How failovers work
This topic applies only to the following products:
SolarWinds Observability Self-Hosted
DPAIM — EOC — IPAM — LA — NAM — NCM — NPM — NTA — SAM — SCM — SRM — UDT — VMAN — VNQM — WPM
After SolarWinds Platform High Availability (HA) is enabled and you have set up a pool, each pool monitors itself for failover conditions such as:
- Inability to connect to the network
- Stopped SolarWinds services
Stopped Agent services is not a failover condition.
- Power loss
- Network connection loss to the primary server
When a monitored service is down, the SolarWinds Platform server tries to allow the service to recover before failing over to the secondary server. If the same service fails within the default self-recovery period, a failover occurs.
When a failover condition is met and failover occurs in a pool, a failover event is logged and can be viewed in the Event Summary resource or the Events view. An email is also sent to your default recipients.
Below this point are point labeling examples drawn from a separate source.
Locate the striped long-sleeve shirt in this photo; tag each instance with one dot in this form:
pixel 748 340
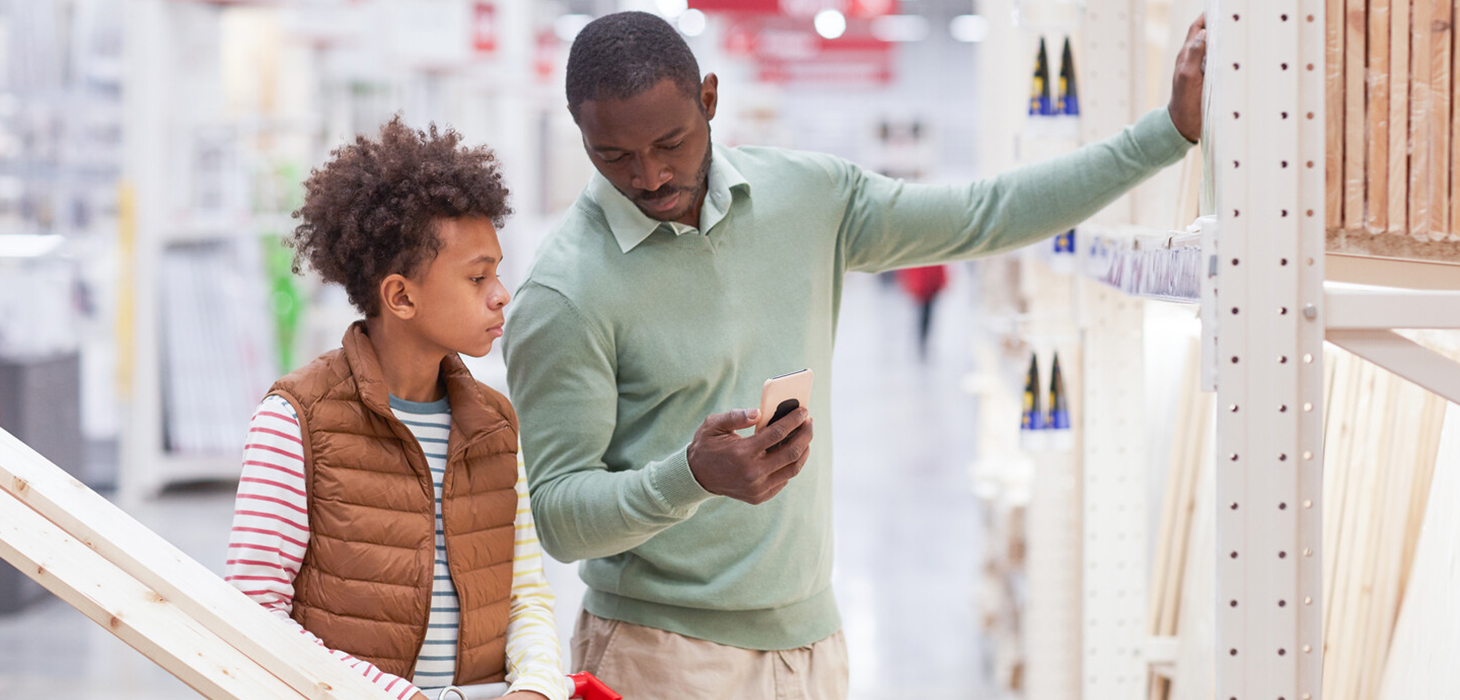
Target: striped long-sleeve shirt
pixel 272 531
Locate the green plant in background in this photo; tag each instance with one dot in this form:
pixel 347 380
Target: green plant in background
pixel 285 297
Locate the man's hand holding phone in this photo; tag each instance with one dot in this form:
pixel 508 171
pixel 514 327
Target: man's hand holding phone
pixel 755 468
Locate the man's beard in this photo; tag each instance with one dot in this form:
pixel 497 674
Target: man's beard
pixel 698 190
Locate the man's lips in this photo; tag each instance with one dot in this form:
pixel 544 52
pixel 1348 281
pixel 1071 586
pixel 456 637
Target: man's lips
pixel 663 202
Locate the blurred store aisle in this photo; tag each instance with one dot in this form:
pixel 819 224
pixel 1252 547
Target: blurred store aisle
pixel 907 528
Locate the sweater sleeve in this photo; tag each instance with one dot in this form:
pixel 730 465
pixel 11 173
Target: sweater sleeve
pixel 272 528
pixel 894 224
pixel 562 377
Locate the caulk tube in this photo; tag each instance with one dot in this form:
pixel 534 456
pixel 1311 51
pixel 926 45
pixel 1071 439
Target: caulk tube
pixel 1069 94
pixel 1059 434
pixel 1031 423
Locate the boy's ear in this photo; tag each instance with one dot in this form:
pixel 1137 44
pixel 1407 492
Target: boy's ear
pixel 394 297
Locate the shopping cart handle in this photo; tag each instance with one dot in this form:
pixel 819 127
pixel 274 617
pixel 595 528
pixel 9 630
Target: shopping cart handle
pixel 587 687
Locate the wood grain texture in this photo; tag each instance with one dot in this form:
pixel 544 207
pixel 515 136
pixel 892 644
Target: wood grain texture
pixel 1421 119
pixel 1376 190
pixel 1397 180
pixel 1355 54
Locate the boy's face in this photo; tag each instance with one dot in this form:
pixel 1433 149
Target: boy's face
pixel 459 298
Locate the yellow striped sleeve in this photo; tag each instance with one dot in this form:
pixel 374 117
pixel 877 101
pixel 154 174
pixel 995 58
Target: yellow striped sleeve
pixel 533 653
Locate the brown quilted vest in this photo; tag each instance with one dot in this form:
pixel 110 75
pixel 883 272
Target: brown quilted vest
pixel 367 575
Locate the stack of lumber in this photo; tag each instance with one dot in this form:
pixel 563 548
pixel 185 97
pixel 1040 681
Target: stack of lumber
pixel 1392 129
pixel 1381 447
pixel 1427 639
pixel 151 595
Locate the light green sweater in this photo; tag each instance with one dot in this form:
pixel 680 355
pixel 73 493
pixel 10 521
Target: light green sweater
pixel 627 335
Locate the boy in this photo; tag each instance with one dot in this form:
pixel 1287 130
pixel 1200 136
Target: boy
pixel 381 509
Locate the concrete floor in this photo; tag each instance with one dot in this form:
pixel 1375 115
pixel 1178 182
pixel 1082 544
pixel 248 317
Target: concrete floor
pixel 905 529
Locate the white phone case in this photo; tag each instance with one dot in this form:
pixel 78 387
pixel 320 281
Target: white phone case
pixel 784 389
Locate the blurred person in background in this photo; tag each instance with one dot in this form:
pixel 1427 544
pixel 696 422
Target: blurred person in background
pixel 923 284
pixel 684 276
pixel 381 507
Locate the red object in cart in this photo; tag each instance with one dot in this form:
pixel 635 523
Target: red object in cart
pixel 589 687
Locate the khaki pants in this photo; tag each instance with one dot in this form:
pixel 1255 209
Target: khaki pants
pixel 647 664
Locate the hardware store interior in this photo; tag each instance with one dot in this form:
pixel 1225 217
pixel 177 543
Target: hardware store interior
pixel 1196 439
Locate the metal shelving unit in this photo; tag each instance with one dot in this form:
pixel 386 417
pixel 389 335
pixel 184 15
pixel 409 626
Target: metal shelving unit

For example, if the job engine service is down, the HA software attempts to start it. If the job engine fails again within 1 hour, then a failover occurs and the event is logged. If the job engine fails in 61 minutes, a failover does not occur.
Failovers with virtual hostnames
When your HA pool uses a virtual hostname, failovers may not appear to work due to caching issues. The client DNS cache can take up to one minute to redirect traffic to the new active pool member.
However, your browser's DNS cache does not respect the DNS Time to Live (TTL) value, and the DNS cache retention varies between browsers from 60 seconds to 24 hours. You must flush your browser's cache to be successfully redirected to the new active pool member.